Caesarean section is the most common cause for vesicouterine fistula. It is said to be responsible for 83-92% of all VUF 2 . It is interesting to note that prior to 1947 operative vaginal delivery was the commonest cause of vesicouterine fistula and total urinary incontinence was the usual complaint. However in post caesarean vesicouterine fistula menouria is an important symptom while incontinence may or may not be there 4 . As bladder injury is more during repeat caesarean, the incidence rises with the number of caesarean sections. Jozwik et al also observed that vesicouterine fistulas following caesarean section were more common on the left side of the uterus due to dextrorotation . It can occur after forceps/ vacuum delivery or after vaginal birth following previous caesarean section
Menouria or cyclical vesical menstruation is a rare phenomenon seen in vesicouterine fistula situated above the isthmus. The classical Youssef's syndrome is characterized by menouria, absence of urinary incontinence, vesicouterine fistula and amenorrhoea despite a patent cervical canal. This is explained by the differential pressure gradient between the uterus and the bladder and the sphincteric action of the isthmus, which facilitates passage of blood from the uterus into the bladder 5 .
Our case is not a classical Youssef's syndrome as she was not amenorrhoeic. She had hypomenorrhoea. Absence of leakage of urine is due to the high level of the fistula in the bladder. To demonstrate the fistula the hysterogram should be ideally performed with a short tipped cannula 4 .
Endometriosis of the bladder is a differential diagnosis for menouria. Here, along with other symptoms of endometriosis, menstrual flow occurs through the vagina in addition to menouria. Imaging studies help in outlining the fistulous tract and planning treatment. In patients with menouria, hysterography reveals the fistula with dye leaking into the bladder from the uterus. However in recent times helical CT with sagittal reformation performed soon after hysterography helps one to visualize the fistulous tract clearly 5 . If the fistula is complicated with vaginal leakage of urine, opacification of the bladder reveals the fistula better.
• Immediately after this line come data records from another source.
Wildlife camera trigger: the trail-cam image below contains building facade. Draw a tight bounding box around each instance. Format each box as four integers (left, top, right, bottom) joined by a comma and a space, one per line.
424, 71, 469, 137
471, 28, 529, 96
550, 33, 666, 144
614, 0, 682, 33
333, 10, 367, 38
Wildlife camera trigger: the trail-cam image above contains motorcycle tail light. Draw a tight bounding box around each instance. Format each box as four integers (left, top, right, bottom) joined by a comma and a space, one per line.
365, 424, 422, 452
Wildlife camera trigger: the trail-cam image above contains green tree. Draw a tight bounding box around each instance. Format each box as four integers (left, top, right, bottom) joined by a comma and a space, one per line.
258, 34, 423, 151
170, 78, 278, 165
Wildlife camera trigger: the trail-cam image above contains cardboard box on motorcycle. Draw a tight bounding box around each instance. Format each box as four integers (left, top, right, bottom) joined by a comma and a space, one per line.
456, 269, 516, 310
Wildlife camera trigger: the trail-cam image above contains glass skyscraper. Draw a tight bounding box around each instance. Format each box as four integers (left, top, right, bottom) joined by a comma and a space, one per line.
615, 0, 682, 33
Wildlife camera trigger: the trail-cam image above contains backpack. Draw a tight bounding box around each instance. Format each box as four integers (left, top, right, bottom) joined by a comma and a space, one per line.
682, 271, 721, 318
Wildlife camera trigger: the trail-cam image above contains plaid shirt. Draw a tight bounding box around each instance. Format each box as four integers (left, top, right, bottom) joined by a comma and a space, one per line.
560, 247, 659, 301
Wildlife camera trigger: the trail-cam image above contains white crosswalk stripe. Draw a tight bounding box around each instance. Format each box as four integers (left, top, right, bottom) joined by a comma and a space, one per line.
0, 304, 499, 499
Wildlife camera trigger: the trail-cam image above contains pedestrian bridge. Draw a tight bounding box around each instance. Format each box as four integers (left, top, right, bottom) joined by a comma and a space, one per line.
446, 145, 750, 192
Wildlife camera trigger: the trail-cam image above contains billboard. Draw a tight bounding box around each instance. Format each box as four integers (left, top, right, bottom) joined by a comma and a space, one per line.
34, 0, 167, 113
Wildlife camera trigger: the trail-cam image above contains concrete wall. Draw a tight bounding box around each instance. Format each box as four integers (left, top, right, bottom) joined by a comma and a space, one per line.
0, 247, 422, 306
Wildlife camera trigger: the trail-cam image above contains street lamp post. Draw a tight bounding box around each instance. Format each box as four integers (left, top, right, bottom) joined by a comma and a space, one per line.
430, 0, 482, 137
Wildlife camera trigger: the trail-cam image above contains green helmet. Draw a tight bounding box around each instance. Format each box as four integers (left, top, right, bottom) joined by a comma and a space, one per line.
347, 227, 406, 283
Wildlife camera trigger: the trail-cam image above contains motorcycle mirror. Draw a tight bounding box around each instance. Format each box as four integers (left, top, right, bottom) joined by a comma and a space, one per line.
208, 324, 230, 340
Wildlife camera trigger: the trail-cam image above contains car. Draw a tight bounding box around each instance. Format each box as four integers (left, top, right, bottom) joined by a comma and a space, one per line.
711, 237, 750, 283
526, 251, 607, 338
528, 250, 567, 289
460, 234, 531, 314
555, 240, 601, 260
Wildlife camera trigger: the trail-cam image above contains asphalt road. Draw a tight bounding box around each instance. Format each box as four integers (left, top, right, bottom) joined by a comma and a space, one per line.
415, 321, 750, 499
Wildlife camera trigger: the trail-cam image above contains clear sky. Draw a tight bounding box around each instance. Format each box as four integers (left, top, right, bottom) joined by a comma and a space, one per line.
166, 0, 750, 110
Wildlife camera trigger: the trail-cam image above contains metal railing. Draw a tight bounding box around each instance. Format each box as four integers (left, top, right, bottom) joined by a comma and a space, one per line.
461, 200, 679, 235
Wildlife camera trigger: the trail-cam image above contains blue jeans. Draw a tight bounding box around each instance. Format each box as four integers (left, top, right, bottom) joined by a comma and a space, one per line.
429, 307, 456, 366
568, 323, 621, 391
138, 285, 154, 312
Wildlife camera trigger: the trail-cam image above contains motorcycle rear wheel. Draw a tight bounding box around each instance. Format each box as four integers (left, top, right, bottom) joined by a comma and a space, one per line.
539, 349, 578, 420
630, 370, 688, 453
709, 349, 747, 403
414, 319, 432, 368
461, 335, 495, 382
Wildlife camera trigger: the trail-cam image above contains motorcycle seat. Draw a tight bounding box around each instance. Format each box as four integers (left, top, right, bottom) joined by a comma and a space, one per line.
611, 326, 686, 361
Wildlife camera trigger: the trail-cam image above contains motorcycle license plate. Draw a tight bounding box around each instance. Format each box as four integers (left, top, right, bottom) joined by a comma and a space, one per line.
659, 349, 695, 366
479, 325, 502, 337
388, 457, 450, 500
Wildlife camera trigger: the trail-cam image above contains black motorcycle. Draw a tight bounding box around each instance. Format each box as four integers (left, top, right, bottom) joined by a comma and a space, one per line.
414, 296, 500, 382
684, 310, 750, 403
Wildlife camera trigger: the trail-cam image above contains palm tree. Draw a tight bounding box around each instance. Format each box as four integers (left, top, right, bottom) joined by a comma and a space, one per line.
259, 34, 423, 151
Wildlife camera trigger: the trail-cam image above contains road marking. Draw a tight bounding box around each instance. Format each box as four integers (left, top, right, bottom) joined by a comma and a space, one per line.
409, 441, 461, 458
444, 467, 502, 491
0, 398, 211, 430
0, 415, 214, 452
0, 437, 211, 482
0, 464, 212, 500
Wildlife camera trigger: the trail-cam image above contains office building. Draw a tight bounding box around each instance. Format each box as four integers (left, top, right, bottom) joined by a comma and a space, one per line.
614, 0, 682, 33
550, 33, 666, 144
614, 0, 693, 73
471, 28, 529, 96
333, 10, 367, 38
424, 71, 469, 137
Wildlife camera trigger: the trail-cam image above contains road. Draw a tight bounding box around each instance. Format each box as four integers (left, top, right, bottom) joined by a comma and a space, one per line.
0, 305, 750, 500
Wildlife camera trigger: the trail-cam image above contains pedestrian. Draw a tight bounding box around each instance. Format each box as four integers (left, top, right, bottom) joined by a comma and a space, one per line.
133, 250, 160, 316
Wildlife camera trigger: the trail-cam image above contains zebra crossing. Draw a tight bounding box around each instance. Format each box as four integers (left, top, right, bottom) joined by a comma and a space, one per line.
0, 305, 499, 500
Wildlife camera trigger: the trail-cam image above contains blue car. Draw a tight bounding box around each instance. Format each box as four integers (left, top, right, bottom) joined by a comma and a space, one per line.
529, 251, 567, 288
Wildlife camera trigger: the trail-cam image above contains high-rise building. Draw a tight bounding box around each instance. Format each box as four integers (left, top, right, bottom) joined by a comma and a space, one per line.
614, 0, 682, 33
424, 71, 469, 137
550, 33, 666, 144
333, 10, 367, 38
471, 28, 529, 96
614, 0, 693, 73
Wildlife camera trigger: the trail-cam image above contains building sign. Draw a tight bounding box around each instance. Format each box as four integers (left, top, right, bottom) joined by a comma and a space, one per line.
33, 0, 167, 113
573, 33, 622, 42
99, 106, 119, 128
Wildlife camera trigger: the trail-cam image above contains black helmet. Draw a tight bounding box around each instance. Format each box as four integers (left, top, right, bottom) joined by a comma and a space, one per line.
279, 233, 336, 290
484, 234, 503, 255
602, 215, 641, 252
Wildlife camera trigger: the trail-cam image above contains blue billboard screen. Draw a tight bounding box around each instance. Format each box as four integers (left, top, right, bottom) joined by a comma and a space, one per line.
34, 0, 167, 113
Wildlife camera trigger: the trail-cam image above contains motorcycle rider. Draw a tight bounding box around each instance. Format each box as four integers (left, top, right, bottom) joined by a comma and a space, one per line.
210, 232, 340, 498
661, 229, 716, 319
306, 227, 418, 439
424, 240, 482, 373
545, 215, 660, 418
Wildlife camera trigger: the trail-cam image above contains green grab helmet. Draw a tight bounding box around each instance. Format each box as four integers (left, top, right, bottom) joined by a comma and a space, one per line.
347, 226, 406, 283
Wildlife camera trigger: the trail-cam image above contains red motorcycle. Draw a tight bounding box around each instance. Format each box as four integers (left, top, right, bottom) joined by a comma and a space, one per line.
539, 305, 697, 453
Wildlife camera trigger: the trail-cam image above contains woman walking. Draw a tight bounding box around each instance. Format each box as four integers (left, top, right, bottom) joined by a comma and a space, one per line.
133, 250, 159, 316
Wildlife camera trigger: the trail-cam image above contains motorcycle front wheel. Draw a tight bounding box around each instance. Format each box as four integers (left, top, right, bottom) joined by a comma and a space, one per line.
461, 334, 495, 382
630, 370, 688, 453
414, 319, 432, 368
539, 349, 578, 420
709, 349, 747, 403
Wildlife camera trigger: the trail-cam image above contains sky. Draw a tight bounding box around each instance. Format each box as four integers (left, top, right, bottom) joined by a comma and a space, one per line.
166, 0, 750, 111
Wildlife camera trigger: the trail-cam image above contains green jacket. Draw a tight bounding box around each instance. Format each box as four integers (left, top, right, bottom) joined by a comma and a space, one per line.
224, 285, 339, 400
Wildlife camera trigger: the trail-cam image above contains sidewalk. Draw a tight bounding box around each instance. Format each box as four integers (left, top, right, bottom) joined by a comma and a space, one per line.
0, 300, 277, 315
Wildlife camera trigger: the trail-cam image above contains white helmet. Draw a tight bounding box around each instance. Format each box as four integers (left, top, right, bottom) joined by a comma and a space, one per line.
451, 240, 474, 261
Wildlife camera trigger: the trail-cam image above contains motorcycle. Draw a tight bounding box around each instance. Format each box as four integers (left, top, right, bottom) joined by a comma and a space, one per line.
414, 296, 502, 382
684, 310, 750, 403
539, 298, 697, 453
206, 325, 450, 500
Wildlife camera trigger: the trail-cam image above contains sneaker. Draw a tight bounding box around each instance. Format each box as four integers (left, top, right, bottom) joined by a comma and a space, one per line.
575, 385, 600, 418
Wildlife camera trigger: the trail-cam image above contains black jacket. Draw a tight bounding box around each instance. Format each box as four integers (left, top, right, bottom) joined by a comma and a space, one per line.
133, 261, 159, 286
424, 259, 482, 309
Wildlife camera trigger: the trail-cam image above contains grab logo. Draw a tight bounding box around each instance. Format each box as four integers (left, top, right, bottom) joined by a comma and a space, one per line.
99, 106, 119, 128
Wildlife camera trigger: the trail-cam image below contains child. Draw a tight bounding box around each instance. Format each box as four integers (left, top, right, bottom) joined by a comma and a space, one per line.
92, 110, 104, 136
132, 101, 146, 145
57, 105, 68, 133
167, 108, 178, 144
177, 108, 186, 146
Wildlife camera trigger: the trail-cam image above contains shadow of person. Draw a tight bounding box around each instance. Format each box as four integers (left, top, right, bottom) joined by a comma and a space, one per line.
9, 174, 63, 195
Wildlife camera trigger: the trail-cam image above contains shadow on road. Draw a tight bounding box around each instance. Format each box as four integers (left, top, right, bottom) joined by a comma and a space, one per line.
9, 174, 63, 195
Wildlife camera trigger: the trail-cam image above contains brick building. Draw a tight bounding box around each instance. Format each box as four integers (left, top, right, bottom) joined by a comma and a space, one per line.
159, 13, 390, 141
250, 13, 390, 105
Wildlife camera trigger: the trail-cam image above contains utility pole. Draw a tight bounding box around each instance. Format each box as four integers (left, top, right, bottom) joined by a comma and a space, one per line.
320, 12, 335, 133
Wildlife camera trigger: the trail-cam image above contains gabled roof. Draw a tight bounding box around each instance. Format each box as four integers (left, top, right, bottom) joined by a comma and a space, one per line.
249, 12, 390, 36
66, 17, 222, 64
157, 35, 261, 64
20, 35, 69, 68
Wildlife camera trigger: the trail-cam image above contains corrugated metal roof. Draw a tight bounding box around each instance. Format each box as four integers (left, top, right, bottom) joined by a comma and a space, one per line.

Vesicouterine fistula following caesarean section may heal spontaneously with involution of the puerperal uterus. Spontaneous healing may occur in 5% of cases. When it does not, continuous hormonal therapy can be given to suppress menstruation for 3 to 6 months as first line of therapy. Suppression of menstruation can be tried with progestogens or luteinising hormone. Before resorting to major surgical methods, simple procedure like electrocoagulation of the fistula, as done in our case can be tried. It is successful only in small fistulas. Fistulous tract heals by fibrosis. There are a few other case reports of this simple technique of cystoscopic fulguration as a primary approach with successful outcome. 6 Laparoscopic repair of VUF is now evolving as a new procedure with minimal blood loss and less morbidity. 7 If the patient is not keen on future conceptions, a total hysterectomy can be done. The other approach is to separate the bladder from the uterine wall, excise the fistula and close the bladder and uterus separately. The bladder should be closed in two layers without tension. To strengthen the repair myouterine flap has been used by Char Et al. while omentum has also been interposed, though the risk of postoperative bowel obstruction is present with the latter 8 . Successful pregnancy and delivery by caesarean section after fistula repair has been reported 9. However it is always better to prevent the occurrence of fistula by careful dissection of the bladder away from the site of uterine incision during repeat caesarean sections if bladder is pulled up. This simple precaution can prevent a major problem.
Vesico-uterine fistula can still be encountered especially with the wide-spread use of lower segment cesarean section and should be suspected when a multiparous woman with history of repeated cesarean sections, presents with menouria.